Jiang Yifan, Chen Jinshui, Lu Jiangang
State Key Laboratory of Industrial Control Technology, College of Control Science and Engineering, Zhejiang University, Hangzhou 310027, China.
Sensors (Basel). 2025 Apr 11;25(8):2417. doi: 10.3390/s25082417.
In industrial scenarios, image segmentation is essential for accurately identifying defect regions. Recently, the emergence of foundation models driven by powerful computational resources and large-scale training data has brought about a paradigm shift in deep learning-based image segmentation. The Segment Anything Model (SAM) has shown exceptional performance across various downstream tasks, owing to its vast semantic knowledge and strong generalization capabilities. However, the feature distribution discrepancy, reliance on manually labeled prompts, and limited category information of SAM reduce its scalability in industrial settings. To address these issues, we propose PA-SAM, an industrial defect segmentation framework based on SAM. Firstly, to bridge the gap between SAM's pre-training data and distinct characteristics of industrial defects, we introduce a parameter-efficient fine-tuning (PEFT) technique incorporating lightweight Multi-Scale Partial Convolution Aggregation (MSPCA) into Low-Rank Adaptation (LoRA), named MSPCA-LoRA, which effectively enhances the image encoder's sensitivity to prior knowledge biases, while maintaining PEFT efficiency. Furthermore, we present the Image-to-Prompt Embedding Generator (IPEG), which utilizes image embeddings to autonomously create high-quality prompt embeddings for directing mask segmentation, eliminating the limitations of manually provided prompts. Finally, we apply effective refinements to SAM's mask decoder, transforming SAM into an end-to-end semantic segmentation framework. On two real-world defect segmentation datasets, PA-SAM achieves mean Intersections over Union of 73.87% and 68.30%, as well as mean Dice coefficients of 84.90% and 80.22%, outperforming other state-of-the-art algorithms, further demonstrating its robust generalization and application potential.

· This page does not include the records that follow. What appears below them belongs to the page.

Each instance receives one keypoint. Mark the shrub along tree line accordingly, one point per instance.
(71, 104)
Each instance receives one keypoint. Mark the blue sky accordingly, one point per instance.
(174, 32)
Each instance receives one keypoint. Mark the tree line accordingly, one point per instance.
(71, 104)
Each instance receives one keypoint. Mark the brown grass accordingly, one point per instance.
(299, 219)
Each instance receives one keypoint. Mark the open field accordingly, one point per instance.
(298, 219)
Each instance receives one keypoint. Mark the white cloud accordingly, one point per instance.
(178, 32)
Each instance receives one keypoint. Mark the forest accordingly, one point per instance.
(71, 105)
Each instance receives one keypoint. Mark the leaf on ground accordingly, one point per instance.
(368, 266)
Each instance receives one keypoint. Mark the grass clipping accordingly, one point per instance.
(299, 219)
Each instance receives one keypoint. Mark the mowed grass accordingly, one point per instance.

在工业场景中,图像分割对于准确识别缺陷区域至关重要。近年来,由强大计算资源和大规模训练数据驱动的基础模型的出现,给基于深度学习的图像分割带来了范式转变。分割一切模型(SAM)凭借其丰富的语义知识和强大的泛化能力,在各种下游任务中展现出卓越性能。然而,SAM的特征分布差异、对人工标注提示的依赖以及有限的类别信息,降低了其在工业环境中的可扩展性。为了解决这些问题,我们提出了PA-SAM,一种基于SAM的工业缺陷分割框架。首先,为了弥合SAM预训练数据与工业缺陷独特特征之间的差距,我们引入了一种参数高效微调(PEFT)技术,将轻量级多尺度局部卷积聚合(MSPCA)融入低秩适应(LoRA),命名为MSPCA-LoRA,它有效增强了图像编码器对先验知识偏差的敏感性,同时保持了PEFT效率。此外,我们提出了图像到提示嵌入生成器(IPEG),它利用图像嵌入自动创建高质量的提示嵌入来指导掩码分割,消除了人工提供提示的局限性。最后,我们对SAM的掩码解码器进行有效改进,将SAM转变为一个端到端的语义分割框架。在两个真实世界的缺陷分割数据集上,PA-SAM的平均交并比分别达到73.87%和68.30%,平均Dice系数分别达到84.90%和80.22%,优于其他先进算法,进一步证明了其强大的泛化能力和应用潜力。